Sister Carrie By Theodore Dreiser Chapters 20-21

Chapter XX


Passion in a man of Hurstwood's nature takes a vigorous form. It is no musing, dreamy thing. There is none of the tendency to sing outside of my lady's window — to languish and repine in the face of difficulties. In the night he was long getting to sleep because of too much thinking, and in the morning he was early awake, seizing with alacrity upon the same dear subject and pursuing it with vigor. He was out of sorts physically, as well as disordered mentally, for did he not delight in a new manner in his Carrie, and was not Drouet in the way? Never was man more harassed than he by the thoughts of his love being held by the elated, flush-mannered drummer. He would have given anything, it seemed to him, to have the complication ended — to have Carrie acquiesce to an arrangement which would dispose of Drouet effectually and forever.

What to do. He dressed thinking. He moved about in the same chamber with his wife, unmindful of her presence.

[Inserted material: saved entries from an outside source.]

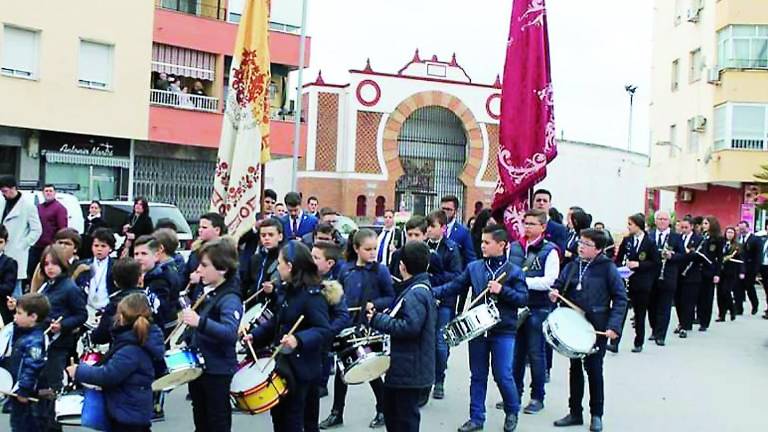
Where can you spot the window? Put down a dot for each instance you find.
(696, 62)
(19, 52)
(95, 65)
(743, 47)
(675, 75)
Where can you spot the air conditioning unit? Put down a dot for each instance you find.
(699, 124)
(685, 195)
(693, 15)
(713, 75)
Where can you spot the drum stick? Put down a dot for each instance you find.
(50, 327)
(31, 399)
(499, 279)
(569, 303)
(277, 350)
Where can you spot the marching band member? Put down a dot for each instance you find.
(594, 285)
(540, 262)
(710, 269)
(499, 344)
(128, 369)
(671, 250)
(412, 328)
(643, 259)
(365, 282)
(214, 334)
(689, 282)
(731, 275)
(300, 296)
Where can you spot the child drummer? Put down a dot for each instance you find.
(499, 344)
(593, 284)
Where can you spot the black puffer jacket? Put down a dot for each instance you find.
(412, 331)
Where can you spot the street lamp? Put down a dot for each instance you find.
(630, 89)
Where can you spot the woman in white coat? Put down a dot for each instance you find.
(19, 215)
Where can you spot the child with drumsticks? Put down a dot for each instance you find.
(27, 361)
(128, 369)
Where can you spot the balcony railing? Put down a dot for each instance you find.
(184, 101)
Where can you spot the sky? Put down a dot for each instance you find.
(597, 47)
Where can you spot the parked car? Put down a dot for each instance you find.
(115, 214)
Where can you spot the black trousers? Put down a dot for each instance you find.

At breakfast he found himself without an appetite. The meat to which he helped himself remained on his plate untouched. His coffee grew cold, while he scanned the paper indifferently. Here and there he read a little thing, but remembered nothing. Jessica had not yet come down. His wife sat at one end of the table revolving thoughts of her own in silence. A new servant had been recently installed and had forgot the napkins. On this account the silence was irritably broken by a reproof.

"I've told you about this before, Maggie," said Mrs. Hurstwood. "I'm not going to tell you again."

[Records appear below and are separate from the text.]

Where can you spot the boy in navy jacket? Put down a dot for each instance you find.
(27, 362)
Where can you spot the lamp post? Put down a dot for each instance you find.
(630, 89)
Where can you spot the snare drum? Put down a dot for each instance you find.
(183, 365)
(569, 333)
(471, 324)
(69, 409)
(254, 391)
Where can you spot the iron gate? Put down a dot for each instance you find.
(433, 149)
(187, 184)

Hurstwood took a glance at his wife. She was frowning. Just now her manner irritated him excessively. Her next remark was addressed to him.

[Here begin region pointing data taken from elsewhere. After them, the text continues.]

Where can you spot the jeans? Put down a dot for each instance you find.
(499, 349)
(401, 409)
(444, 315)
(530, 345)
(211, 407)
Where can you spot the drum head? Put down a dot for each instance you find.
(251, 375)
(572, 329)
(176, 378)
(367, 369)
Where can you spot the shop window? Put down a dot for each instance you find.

"Have you made up your mind, George, when you will take your vacation?"

It was customary for them to discuss the regular summer outing at this season of the year.

"Not yet," he said, "I'm very busy just now."

"Well, you'll want to make up your mind pretty soon, won't you, if we're going?" she returned.

"I guess we have a few days yet," he said.

"Hmff," she returned. "Don't wait until the season's over."

She stirred in aggravation as she said this.

"There you go again," he observed. "One would think I never did anything, the way you begin."

"Well, I want to know about it," she reiterated.

"You've got a few days yet," he insisted. "You'll not want to start before the races are over."

He was irritated to think that this should come up when he wished to have his thoughts for other purposes.

"Well, we may. Jessica doesn't want to stay until the end of the races."

"What did you want with a season ticket, then?"

"Uh!" she said, using the sound as an exclamation of disgust, "I'll not argue with you," and therewith arose to leave the table.

"Say," he said, rising, putting a note of determination in his voice which caused her to delay her departure, "what's the matter with you of late? Can't I talk with you any more?"

"Certainly, you can TALK with me," she replied, laying emphasis on the word.

"Well, you wouldn't think so by the way you act. Now, you want to know when I'll be ready — not for a month yet. Maybe not then."

"We'll go without you."

"You will, eh?" he sneered.

"Yes, we will."

He was astonished at the woman's determination, but it only irritated him the more.

"Well, we'll see about that. It seems to me you're trying to run things with a pretty high hand of late. You talk as though you settled my affairs for me. Well, you don't. You don't regulate anything that's connected with me. If you want to go, go, but you won't hurry me by any such talk as that."

He was thoroughly aroused now. His dark eyes snapped, and he crunched his paper as he laid it down. Mrs. Hurstwood said nothing more. He was just finishing when she turned on her heel and went out into the hall and upstairs. He paused for a moment, as if hesitating, then sat down and drank a little coffee, and thereafter arose and went for his hat and gloves upon the main floor.

His wife had really not anticipated a row of this character. She had come down to the breakfast table feeling a little out of sorts with herself and revolving a scheme which she had in her mind. Jessica had called her attention to the fact that the races were not what they were supposed to be. The social opportunities were not what they had thought they would be this year. The beautiful girl found going every day a dull thing. There was an earlier exodus this year of people who were anybody to the watering places and Europe. In her own circle of acquaintances several young men in whom she was interested had gone to Waukesha. She began to feel that she would like to go too, and her mother agreed with her.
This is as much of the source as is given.